How can I achieve this using Spark Scala?

When I try the solution from here: How to replace string values in one column with actual column values from other columns in the same dataframe?

The output becomes

name, age, state, description
tiffany, 10, virginia, tiffany tiffanyAge tiffanyState
andrew, 11, california, andrewState andrew andrewAge
tyler, 12, ohio, tylerAge tylerState tyler

For thw second Row how do you knowChildState + Child + Child which one is age and name, How do you know it? — koiralo
– koiralo, Commented Aug 5, 2019 at 13:51
I am assuming there is also a typo here: tyler, 12, ohio, ChildAge + ChildState + ChildName and that this should be tyler, 12, ohio, ChildAge + ChildState + Child, is that correct? — Jonathan Myers
– Jonathan Myers, Commented Aug 5, 2019 at 15:40
It looks like ChildName in mapFrom are actually Child while all ChildName in the input are actually only Child. I edited the question to reflect this, please tell me if it's wrong. — Shaido
– Shaido, Commented Aug 6, 2019 at 3:02

Gelerion · Accepted Answer · 2019-08-05 15:44:51Z

I would use map instead of built-in Spark functions.
Not the cleanest, but the working solution

val data = Seq(
  ("tiffany", 10, "virginia", "ChildName + ChildAge + ChildState"),
  ("andrew", 11, "california", "ChildState + ChildName + ChildAge"),
  ("tyler", 12, "ohio", "ChildAge + ChildState + ChildName")
).toDF("name", "age", "state", "description")

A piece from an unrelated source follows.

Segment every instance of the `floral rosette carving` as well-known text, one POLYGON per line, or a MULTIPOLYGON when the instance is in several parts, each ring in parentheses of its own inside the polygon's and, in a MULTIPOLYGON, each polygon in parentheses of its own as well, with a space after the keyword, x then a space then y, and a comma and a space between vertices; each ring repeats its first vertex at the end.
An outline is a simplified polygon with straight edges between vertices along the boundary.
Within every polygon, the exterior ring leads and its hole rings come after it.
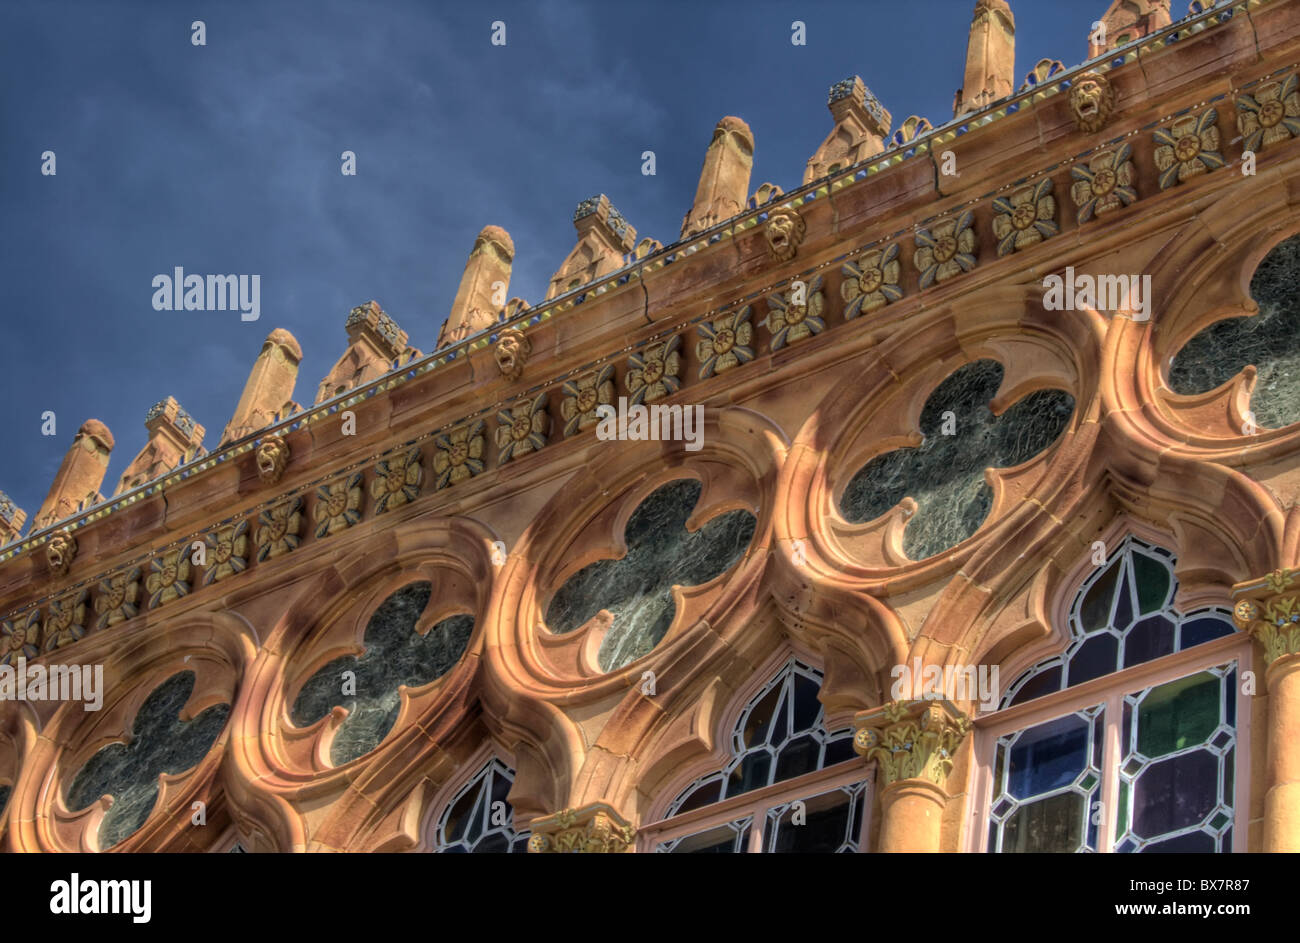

Define the schema for encoder conversions

val schema = StructType(Seq(
  StructField("name", StringType),
  StructField("age", IntegerType),
  StructField("state", StringType),
  StructField("description", StringType)
))
val encoder = RowEncoder(schema)

The logic itself

val res = data.map(row => {
  val desc = row.getAs[String]("description").replaceAll("\\s+", "").split("\\+")
  val sb = new StringBuilder()
  val map = desc.zipWithIndex.toMap.map(_.swap)

  map(0) match {
    case "ChildState" => sb.append(row.getAs[String]("state")).append(" ")
    case "ChildAge" => sb.append(row.getAs[Int]("age")).append(" ")
    case "ChildName" => sb.append(row.getAs[String]("name")).append(" ")
  }

  map(1) match {
    case "ChildState" => sb.append(row.getAs[String]("state")).append(" ")
    case "ChildAge" => sb.append(row.getAs[Int]("age")).append(" ")
    case "ChildName" => sb.append(row.getAs[String]("name")).append(" ")
  }

  map(2) match {
    case "ChildState" => sb.append(row.getAs[String]("state")).append(" ")
    case "ChildAge" => sb.append(row.getAs[Int]("age")).append(" ")
    case "ChildName" => sb.append(row.getAs[String]("name")).append(" ")
  }

  Row(row.getAs[String]("name"), row.getAs[Int]("age"), row.getAs[String]("state"), sb.toString())
}) (encoder)

Results

res.show(false)
+-------+---+----------+---------------------+
|name   |age|state     |description          | 
+-------+---+----------+---------------------+
|tiffany|10 |virginia  |tiffany 10 virginia  |
|andrew |11 |california|california andrew 11 |
|tyler  |12 |ohio      |12 ohio tyler        |
+-------+---+----------+---------------------+

Shaido · Accepted Answer · 2019-08-06 03:10:03Z

The problem here is due to the description containing Child. This is a subsequence of ChildAge and ChildState. Since a regex is used this means that the Child part will be replaced by the names resulting in strange outputs such as tiffanyAge and tiffanyState (note that the Child part here is replaced by the name).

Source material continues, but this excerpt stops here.